Firstly, the Pivotal quantity for 80% confidence interval for the true average is given by;

                                P.Q. =  $\frac{\bar X-\mu}{\frac{s}{\sqrt{n} } }$  ~ $t_n_-_1$

where, $\bar X$ = sample mean number of hours of TV watched per week = $\frac{\sum X}{n}$ = 9.65

            s = sample standard deviation = $\sqrt{\frac{\sum (X -\bar X)^{2} }{n-1} }$  = 4.61

            n = sample of people = 20

           $\mu$ = true average number of hours of TV watched per week

Here for constructing 80% confidence interval we have used One-sample t-test statistics as we don't know about population standard deviation.

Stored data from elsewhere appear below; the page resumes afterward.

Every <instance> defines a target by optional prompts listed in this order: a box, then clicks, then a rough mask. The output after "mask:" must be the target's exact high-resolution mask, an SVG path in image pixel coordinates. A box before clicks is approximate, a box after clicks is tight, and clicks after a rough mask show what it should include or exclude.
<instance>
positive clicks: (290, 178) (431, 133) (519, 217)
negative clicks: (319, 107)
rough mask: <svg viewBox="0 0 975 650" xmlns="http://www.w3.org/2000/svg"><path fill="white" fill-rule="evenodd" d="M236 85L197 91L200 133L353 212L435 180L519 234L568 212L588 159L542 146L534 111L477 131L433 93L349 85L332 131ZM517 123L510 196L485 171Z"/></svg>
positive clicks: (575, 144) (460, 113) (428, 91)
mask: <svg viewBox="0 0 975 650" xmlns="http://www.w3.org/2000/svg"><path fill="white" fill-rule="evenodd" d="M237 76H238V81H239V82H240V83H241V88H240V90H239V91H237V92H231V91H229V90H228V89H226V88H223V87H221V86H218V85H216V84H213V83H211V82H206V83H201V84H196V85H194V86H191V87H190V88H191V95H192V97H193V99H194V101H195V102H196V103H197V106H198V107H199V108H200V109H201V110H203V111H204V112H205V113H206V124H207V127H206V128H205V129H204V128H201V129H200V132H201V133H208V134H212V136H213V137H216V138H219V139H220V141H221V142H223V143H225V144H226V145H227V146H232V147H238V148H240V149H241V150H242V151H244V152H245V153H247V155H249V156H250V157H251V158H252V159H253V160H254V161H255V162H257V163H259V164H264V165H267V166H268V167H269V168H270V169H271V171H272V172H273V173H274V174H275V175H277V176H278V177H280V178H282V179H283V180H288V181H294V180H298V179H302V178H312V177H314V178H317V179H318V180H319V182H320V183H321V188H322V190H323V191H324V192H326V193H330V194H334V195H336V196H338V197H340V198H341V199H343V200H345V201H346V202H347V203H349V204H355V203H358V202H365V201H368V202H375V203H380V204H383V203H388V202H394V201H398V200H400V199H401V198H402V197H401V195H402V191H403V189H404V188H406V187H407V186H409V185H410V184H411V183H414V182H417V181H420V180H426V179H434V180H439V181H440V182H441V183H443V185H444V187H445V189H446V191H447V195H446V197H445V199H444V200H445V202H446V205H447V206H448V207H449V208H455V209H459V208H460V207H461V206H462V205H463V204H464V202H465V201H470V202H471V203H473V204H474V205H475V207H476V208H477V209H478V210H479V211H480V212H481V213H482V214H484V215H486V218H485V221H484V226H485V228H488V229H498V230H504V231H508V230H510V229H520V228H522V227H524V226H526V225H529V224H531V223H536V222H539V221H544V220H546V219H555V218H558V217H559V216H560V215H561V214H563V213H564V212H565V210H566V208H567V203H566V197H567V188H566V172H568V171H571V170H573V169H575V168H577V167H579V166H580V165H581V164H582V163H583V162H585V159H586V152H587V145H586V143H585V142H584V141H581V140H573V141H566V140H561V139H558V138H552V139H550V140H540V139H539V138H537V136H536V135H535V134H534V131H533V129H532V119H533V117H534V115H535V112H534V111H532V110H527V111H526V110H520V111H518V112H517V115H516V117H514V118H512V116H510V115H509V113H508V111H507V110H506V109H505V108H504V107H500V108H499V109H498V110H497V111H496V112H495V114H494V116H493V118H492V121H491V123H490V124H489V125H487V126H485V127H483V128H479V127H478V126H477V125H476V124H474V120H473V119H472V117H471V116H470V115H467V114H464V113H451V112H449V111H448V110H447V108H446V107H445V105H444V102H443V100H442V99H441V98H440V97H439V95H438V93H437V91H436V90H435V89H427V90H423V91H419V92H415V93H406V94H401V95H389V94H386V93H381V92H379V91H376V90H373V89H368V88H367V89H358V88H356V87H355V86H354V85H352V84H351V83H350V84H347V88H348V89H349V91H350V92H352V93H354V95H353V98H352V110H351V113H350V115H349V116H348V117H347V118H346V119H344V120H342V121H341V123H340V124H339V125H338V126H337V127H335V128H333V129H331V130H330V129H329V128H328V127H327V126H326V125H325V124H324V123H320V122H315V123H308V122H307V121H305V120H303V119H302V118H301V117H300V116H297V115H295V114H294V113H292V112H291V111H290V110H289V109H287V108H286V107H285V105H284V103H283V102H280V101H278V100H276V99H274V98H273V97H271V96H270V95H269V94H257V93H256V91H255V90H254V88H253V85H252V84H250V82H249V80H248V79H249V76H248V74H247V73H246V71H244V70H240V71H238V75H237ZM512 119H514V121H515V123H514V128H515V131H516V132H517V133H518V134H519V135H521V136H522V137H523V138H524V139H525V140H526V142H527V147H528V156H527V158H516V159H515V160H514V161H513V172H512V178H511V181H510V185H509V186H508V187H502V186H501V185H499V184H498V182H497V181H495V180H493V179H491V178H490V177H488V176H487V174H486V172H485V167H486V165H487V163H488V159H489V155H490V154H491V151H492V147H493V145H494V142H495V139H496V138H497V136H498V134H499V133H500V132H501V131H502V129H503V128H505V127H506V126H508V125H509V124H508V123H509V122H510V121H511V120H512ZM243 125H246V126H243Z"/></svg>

So, 80% confidence interval for the true average, $\mu$ is ;

P(-1.33 < $t_1_9$ < 1.33) = 0.80  {As the critical value of t at 19 degrees of

                                               freedom are -1.33 & 1.33 with P = 10%}  

P(-1.33 < $\frac{\bar X-\mu}{\frac{s}{\sqrt{n} } }$ < 1.33) = 0.80

P( $-1.33 \times {\frac{s}{\sqrt{n} } }$ < ${\bar X-\mu}$ < $1.33 \times {\frac{s}{\sqrt{n} } }$ ) = 0.80

P( $\bar X-1.33 \times {\frac{s}{\sqrt{n} } }$ < $\mu$ < $\bar X+1.33 \times {\frac{s}{\sqrt{n} } }$ ) = 0.80

80% confidence interval for $\mu$ = [ $\bar X-1.33 \times {\frac{s}{\sqrt{n} } }$ , $\bar X+1.33 \times {\frac{s}{\sqrt{n} } }$ ]

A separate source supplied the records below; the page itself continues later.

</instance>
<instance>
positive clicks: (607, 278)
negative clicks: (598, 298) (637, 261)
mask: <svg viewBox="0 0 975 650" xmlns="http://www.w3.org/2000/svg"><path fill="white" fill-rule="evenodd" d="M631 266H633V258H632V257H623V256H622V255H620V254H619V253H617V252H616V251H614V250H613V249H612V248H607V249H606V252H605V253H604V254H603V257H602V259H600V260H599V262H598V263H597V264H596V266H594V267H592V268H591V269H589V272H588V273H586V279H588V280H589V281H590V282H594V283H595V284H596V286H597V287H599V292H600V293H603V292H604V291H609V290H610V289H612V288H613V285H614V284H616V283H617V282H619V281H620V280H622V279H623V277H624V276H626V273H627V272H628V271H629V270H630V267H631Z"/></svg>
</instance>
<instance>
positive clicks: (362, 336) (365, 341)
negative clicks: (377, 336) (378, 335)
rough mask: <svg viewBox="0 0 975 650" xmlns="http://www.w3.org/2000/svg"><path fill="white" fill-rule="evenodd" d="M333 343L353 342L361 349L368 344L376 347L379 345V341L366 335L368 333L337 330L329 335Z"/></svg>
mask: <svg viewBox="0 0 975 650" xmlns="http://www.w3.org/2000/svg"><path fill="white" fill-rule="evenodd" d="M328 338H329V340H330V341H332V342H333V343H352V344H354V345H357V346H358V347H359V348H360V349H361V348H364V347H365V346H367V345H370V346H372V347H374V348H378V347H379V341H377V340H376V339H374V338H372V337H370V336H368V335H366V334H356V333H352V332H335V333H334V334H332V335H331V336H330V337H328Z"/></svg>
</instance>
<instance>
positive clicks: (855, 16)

                                         = [ $9.65-1.33 \times {\frac{4.61}{\sqrt{20} } }$ , $9.65+1.33 \times {\frac{4.61}{\sqrt{20} } }$ ]

                                         = [8.28 hours, 11.02 hours]

Therefore, 80% confidence interval of the true average number of hours of TV watched per week is [8.28 hours, 11.02 hours].